Side Note: If you are also interested in such a dataset, I published a version of it in CSV and JSON as a gist.
The problem
I found that some of the rows had some weird characters in some columns, and upon closer inspection I found a pattern. Words like "Añasco" appeared as "Añasco" or "Bayamón" instead of "Bayamón". In Spanish we use letters with diacritics (i.e. á, é, í, ó, ú, ü, ñ, etc.) to determine things like word stress, so I wanted them back!

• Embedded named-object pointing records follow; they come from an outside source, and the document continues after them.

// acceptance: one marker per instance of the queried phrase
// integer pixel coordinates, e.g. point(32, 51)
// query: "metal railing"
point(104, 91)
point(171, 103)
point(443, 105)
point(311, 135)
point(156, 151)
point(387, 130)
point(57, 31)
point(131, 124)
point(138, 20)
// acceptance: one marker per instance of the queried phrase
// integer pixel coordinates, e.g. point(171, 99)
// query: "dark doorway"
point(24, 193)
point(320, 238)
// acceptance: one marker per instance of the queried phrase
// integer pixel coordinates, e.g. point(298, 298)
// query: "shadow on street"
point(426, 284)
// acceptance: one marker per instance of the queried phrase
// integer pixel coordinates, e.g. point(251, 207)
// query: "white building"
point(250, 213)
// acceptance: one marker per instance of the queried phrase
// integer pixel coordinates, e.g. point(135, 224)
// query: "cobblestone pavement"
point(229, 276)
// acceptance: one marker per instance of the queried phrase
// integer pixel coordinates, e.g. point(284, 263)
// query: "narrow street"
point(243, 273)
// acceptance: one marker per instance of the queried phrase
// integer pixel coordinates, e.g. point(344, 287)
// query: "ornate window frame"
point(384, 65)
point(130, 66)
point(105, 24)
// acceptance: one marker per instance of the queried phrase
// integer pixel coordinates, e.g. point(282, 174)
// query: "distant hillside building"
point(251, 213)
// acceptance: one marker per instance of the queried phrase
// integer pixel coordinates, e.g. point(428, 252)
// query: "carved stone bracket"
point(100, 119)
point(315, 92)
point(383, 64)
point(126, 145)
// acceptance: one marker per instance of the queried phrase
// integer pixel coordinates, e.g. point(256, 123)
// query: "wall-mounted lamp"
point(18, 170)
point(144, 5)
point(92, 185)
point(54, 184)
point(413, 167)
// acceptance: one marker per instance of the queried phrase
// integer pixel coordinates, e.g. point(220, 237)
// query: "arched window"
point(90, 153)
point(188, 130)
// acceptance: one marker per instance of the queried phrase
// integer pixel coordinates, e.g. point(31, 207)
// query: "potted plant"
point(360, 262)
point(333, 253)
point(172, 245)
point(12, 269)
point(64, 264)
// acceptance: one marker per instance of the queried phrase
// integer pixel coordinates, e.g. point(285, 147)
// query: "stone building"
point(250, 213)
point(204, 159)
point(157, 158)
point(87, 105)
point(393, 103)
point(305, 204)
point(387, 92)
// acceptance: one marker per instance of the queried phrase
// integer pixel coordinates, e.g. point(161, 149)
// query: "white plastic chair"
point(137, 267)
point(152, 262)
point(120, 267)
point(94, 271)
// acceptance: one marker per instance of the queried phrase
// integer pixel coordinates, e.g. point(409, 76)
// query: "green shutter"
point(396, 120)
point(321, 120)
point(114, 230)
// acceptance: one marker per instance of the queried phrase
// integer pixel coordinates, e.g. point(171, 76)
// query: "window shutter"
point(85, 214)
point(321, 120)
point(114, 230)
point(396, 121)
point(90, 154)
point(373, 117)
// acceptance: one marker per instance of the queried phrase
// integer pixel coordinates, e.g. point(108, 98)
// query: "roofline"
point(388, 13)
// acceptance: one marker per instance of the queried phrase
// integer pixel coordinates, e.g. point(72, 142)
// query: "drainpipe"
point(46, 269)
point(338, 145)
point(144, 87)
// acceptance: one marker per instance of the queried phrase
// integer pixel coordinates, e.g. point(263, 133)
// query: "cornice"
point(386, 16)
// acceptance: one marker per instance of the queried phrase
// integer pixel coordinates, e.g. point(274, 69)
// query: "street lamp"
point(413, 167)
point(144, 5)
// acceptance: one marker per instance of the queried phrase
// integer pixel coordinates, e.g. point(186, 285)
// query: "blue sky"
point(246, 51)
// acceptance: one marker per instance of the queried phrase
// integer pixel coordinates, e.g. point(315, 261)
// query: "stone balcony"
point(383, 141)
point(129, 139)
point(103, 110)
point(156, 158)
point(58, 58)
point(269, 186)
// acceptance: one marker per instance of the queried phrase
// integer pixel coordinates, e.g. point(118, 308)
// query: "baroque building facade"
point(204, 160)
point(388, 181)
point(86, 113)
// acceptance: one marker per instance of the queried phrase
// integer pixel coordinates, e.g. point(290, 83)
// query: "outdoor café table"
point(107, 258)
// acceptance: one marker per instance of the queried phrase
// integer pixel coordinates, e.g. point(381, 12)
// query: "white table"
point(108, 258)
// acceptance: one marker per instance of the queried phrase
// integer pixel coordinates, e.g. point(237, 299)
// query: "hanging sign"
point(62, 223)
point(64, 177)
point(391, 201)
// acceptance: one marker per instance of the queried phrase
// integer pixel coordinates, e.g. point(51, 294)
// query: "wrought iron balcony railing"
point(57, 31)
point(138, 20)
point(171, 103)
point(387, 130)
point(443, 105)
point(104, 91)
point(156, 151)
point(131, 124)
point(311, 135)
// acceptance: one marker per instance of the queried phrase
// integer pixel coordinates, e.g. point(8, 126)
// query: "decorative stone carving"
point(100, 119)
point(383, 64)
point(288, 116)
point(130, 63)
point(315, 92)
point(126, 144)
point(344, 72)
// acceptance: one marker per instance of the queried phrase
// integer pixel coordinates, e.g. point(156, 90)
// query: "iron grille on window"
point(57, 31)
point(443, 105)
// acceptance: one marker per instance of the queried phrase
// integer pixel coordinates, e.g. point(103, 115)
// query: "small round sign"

Import-Csv "data.csv" -Encoding:UTF8
municipio: ManatÃ
#...
municipio: Añasco
# ...
municipio: Bayamón
# ...
After some light research I found that the problem probably was from trying to encode Latin
(aka Latin1
or ISO-8859-1
) content to UTF8
. So I tried every single encoding available via the cmdlet and they all returned an undesirable output. I then thought "Ok, I'll do the encoding myself." and there I went trying to encode every value of every column of every row. This didn't take me anywhere either.
The Solution
I was defeated and all the answers online were complex (hence why I'm writing this). So as a last, and desperate, attempt I tried piping different commands together to see if some combination of them would solve all my problems. And that's when I accidentally stumbled into this:
$path = "data.csv"
Import-Csv $path -Encoding:UTF8 `
| Export-Csv $path -Encoding:Default
# OR (if your data is not in csv)
Get-Content $path -Encoding:UTF8 `
| Set-Content $path -Encoding:Default
That was it, that fixed all the encoding issues. So, if you're ever in a similar situation, try this out!